Dedicated panic buttons on phones is not a well thought out policy...

But it makes good headlines.

I don't think I need to say more, the implications are obvious but in
case they aren't, here are a few issues:

1.Genuine calls to the police will be drowned among thousands of
accidental key presses of the panic button.
2. India lacks a dedicated emergency helpline like 911 in the US, so a
panic button to call the police is useless outside 4 or 5 major metros
which might have some level of computerization and wireless response
with the 112 service.
3. First responders, including the police can take up to 30 minutes to
respond even in crowded urban centers, which is too late to prevent
most  crimes.
4. Depending on friends or relatives for help is a poor choice.

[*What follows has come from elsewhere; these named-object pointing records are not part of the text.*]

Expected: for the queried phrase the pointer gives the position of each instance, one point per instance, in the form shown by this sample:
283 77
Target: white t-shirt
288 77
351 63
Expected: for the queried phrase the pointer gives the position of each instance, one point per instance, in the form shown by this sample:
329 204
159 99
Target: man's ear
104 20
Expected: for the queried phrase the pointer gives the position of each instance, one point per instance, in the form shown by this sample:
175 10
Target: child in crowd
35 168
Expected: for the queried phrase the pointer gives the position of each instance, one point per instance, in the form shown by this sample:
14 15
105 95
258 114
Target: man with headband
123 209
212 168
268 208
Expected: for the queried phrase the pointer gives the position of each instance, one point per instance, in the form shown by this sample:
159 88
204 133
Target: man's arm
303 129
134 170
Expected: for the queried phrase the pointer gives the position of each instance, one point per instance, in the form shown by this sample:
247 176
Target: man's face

Most
ordinary people who aren't teenagers can often go a few hours without
checking the phone for messages. Besides we are not all Bruce Lee to
beat off goons, we can at best help rush the victim to the hospital.
5. Always on GPS will weaken batteries, so most will turn it off. When
the panic button is pressed, acquiring a GPS/Glonass fix can take
between 3-60 minutes depending on when GPS was last used.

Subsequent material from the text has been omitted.